January 31, 2007|Bettijane Levine and Valerie J. Nelson | Times Staff Writers

Sidney Sheldon, a writer whose keen grasp of popular tastes fueled a string of feverishly romantic and suspenseful books that made him a perennial bestseller with millions of copies in print around the world, died Tuesday. He was 89. Sheldon died of pneumonia at the Eisenhower Medical Center in Rancho Mirage, according to his friend and publicist Warren Cowan.

A multifaceted writer, Sheldon won a screenwriting Oscar and a Tony award and had created popular television sitcoms before starting his first novel at the age of 52. But it was through the novels that he gained his overriding fame.

His books usually revolved around characters of great wealth, beauty, brilliance and bedroom prowess -- none of which protected them from infidelity, betrayal and indiscretion. Sheldon's protagonists were usually women and his plots were so artfully constructed that his books are the very definition of a page-turner.

He was one of the world's most translated authors, selling more than 300 million books in 180 countries. They were printed in 51 languages, including Urdu, which is spoken in Pakistan and India, and Swahili.

For The Record
Los Angeles Times Thursday February 01, 2007 Home Edition Main News Part A Page 2 National Desk 0 inches; 30 words Type of Material: Correction
Sheldon obituary: In some editions of Wednesday's California section, the obituary for novelist Sidney Sheldon said his daughter, Mary, was from his first marriage. She was from his second marriage.

With his second novel, "The Other Side of Midnight" (1974), Sheldon broke into the blockbuster ranks; the book remained on the New York Times bestseller list for 53 weeks -- a record at the time.

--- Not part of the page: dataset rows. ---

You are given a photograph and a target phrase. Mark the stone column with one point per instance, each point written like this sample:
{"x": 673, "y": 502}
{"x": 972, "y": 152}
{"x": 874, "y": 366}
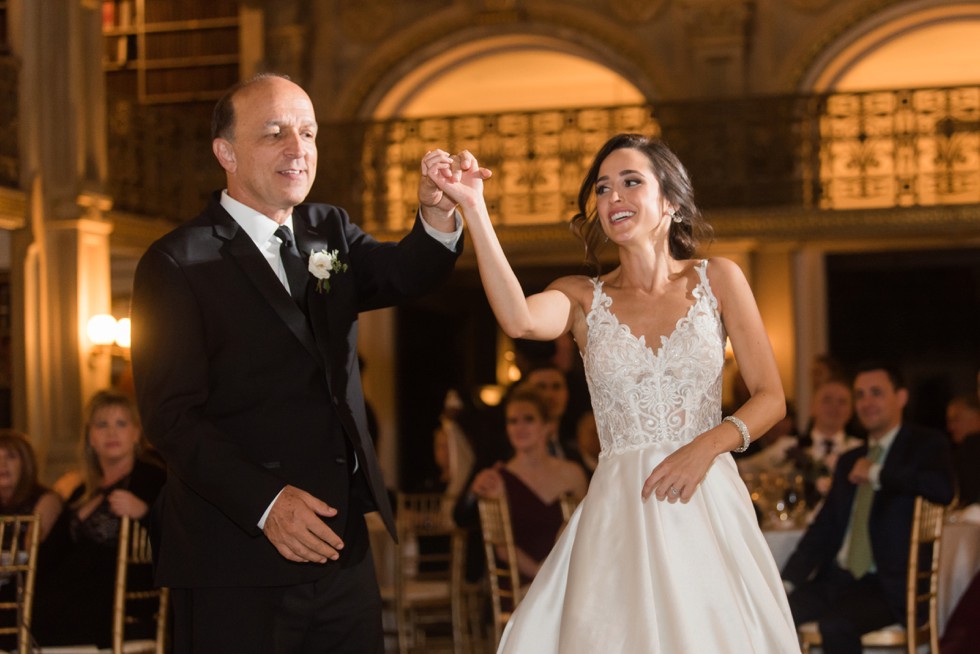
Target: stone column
{"x": 60, "y": 259}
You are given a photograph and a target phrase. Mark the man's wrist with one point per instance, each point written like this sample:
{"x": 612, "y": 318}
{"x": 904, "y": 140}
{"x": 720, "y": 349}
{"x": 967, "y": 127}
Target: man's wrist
{"x": 444, "y": 221}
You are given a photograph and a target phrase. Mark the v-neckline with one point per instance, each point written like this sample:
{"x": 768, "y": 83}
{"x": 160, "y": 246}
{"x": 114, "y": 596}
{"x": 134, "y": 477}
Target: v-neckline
{"x": 665, "y": 339}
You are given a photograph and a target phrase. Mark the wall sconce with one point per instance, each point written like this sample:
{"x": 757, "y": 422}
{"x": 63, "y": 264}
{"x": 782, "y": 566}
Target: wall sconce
{"x": 108, "y": 336}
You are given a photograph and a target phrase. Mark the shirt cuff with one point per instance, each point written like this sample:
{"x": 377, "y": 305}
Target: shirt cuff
{"x": 265, "y": 515}
{"x": 449, "y": 239}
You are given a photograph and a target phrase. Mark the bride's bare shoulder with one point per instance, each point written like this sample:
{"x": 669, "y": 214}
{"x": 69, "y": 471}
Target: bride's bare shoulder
{"x": 576, "y": 287}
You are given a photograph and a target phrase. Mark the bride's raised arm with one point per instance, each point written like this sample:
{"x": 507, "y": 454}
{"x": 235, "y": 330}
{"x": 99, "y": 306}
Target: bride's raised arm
{"x": 542, "y": 316}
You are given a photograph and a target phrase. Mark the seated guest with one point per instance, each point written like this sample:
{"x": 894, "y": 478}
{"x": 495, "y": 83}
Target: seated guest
{"x": 551, "y": 382}
{"x": 77, "y": 565}
{"x": 532, "y": 481}
{"x": 21, "y": 494}
{"x": 20, "y": 491}
{"x": 963, "y": 425}
{"x": 848, "y": 572}
{"x": 827, "y": 439}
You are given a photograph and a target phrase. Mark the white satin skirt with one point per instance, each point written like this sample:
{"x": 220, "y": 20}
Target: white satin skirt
{"x": 633, "y": 577}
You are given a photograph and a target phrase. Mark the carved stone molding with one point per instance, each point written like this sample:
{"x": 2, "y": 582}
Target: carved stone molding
{"x": 636, "y": 11}
{"x": 714, "y": 20}
{"x": 810, "y": 5}
{"x": 367, "y": 20}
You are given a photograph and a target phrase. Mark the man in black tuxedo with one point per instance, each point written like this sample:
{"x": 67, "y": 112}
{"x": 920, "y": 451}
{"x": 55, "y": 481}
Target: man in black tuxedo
{"x": 248, "y": 384}
{"x": 849, "y": 570}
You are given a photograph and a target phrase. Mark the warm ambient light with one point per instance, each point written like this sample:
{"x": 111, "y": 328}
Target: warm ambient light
{"x": 491, "y": 394}
{"x": 123, "y": 333}
{"x": 102, "y": 329}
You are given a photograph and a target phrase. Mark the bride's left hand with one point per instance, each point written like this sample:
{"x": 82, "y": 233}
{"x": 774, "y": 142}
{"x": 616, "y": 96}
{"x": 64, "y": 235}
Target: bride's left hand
{"x": 678, "y": 476}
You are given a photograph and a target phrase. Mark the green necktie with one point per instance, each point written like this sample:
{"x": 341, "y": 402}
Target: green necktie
{"x": 859, "y": 558}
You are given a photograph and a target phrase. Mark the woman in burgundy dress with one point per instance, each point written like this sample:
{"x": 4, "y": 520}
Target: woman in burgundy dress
{"x": 533, "y": 480}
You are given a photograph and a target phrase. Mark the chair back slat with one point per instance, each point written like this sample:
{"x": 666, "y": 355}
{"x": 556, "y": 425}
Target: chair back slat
{"x": 19, "y": 538}
{"x": 502, "y": 572}
{"x": 429, "y": 569}
{"x": 135, "y": 550}
{"x": 922, "y": 592}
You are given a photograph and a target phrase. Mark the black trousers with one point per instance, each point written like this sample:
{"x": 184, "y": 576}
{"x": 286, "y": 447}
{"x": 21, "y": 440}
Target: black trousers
{"x": 339, "y": 613}
{"x": 844, "y": 608}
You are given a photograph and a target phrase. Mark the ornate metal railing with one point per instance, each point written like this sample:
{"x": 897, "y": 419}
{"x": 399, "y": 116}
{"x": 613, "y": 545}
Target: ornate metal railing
{"x": 841, "y": 151}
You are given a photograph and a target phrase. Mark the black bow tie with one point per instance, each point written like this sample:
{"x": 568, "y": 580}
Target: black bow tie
{"x": 292, "y": 262}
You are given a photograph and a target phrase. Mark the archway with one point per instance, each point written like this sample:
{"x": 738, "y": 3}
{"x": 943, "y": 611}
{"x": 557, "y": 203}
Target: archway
{"x": 505, "y": 75}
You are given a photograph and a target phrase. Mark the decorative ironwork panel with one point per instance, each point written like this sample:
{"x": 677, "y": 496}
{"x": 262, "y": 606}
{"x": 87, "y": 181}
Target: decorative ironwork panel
{"x": 538, "y": 159}
{"x": 160, "y": 159}
{"x": 900, "y": 148}
{"x": 840, "y": 151}
{"x": 744, "y": 152}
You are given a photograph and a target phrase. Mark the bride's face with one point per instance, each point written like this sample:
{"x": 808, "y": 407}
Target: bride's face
{"x": 628, "y": 198}
{"x": 526, "y": 427}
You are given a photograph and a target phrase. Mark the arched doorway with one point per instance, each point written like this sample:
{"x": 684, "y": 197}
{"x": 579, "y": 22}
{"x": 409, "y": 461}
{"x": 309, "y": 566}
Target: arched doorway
{"x": 901, "y": 85}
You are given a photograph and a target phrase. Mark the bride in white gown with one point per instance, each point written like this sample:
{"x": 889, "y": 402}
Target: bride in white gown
{"x": 664, "y": 554}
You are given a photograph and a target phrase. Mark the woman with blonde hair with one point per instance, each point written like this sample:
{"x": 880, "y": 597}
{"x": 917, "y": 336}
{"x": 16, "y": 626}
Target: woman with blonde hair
{"x": 76, "y": 574}
{"x": 21, "y": 493}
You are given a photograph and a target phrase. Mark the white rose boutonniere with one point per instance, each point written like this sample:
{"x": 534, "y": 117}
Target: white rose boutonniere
{"x": 322, "y": 265}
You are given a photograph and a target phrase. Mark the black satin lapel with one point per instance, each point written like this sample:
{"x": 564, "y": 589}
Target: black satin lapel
{"x": 325, "y": 316}
{"x": 257, "y": 269}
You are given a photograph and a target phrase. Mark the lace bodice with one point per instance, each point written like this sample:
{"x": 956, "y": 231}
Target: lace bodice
{"x": 642, "y": 397}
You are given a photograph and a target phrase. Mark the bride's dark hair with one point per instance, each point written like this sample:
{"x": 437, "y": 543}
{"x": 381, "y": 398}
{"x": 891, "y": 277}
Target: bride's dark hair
{"x": 675, "y": 186}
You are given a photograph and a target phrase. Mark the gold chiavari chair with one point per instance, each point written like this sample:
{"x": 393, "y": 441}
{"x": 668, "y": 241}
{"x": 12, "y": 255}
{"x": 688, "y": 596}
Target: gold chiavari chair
{"x": 921, "y": 597}
{"x": 19, "y": 537}
{"x": 135, "y": 554}
{"x": 501, "y": 553}
{"x": 428, "y": 583}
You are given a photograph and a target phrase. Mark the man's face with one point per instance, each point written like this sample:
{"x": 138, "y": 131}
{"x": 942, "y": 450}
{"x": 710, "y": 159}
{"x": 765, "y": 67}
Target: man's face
{"x": 831, "y": 407}
{"x": 961, "y": 421}
{"x": 877, "y": 402}
{"x": 552, "y": 385}
{"x": 270, "y": 159}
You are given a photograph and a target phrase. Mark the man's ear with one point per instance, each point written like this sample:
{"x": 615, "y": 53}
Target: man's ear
{"x": 224, "y": 153}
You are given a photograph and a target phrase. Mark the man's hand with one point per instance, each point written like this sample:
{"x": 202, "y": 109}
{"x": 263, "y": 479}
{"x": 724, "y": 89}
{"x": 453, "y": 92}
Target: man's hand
{"x": 122, "y": 502}
{"x": 295, "y": 528}
{"x": 447, "y": 181}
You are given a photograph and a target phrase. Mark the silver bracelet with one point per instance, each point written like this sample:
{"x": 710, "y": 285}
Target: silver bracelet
{"x": 743, "y": 431}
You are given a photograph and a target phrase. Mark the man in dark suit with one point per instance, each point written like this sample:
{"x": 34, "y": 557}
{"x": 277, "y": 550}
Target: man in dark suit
{"x": 849, "y": 570}
{"x": 246, "y": 371}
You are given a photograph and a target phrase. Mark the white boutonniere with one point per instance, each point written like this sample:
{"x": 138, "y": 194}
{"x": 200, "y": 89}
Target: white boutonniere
{"x": 322, "y": 265}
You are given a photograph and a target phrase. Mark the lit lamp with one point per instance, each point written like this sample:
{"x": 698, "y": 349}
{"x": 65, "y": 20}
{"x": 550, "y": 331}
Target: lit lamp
{"x": 108, "y": 336}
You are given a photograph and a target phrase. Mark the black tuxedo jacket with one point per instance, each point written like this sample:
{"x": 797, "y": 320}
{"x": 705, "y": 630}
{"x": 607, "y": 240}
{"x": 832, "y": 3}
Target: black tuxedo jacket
{"x": 242, "y": 394}
{"x": 917, "y": 463}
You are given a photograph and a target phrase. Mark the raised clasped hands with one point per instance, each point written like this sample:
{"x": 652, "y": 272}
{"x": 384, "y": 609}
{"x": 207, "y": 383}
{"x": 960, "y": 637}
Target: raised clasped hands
{"x": 678, "y": 475}
{"x": 451, "y": 180}
{"x": 294, "y": 526}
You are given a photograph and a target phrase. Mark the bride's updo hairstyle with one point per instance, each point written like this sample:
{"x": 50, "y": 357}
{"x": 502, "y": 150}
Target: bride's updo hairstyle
{"x": 675, "y": 186}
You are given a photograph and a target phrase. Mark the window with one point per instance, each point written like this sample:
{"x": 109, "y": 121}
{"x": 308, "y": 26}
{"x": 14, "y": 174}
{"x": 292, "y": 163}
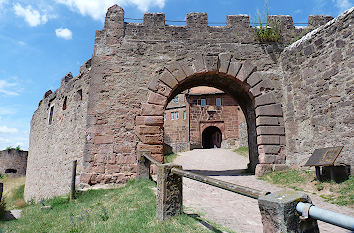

About half of his 18 novels -- with such titles as "Rage of Angels" (1980) and "Memories of Midnight" (1990) -- were turned into television movies or miniseries. Demand for his stories was so great that CBS executives reportedly paid Sheldon $1 million for the rights to make a miniseries of 1985's "If Tomorrow Comes" before they had even read it.

Some critics said his dialogue was banal and his plots were unbelievable, but many grudgingly acknowledged the author's unusual talent at producing what the Washington Post once called "good junk reading time after time."

After Sheldon's 1987 novel "Windmills of the Gods" debuted at No. 1 on bestseller lists, Charles Champlin, then The Times' arts editor, wrote that Sheldon had found "a statistically wider audience each time, evidently satisfying everyone except most literary critics, who regard popularity and quality as incompatible."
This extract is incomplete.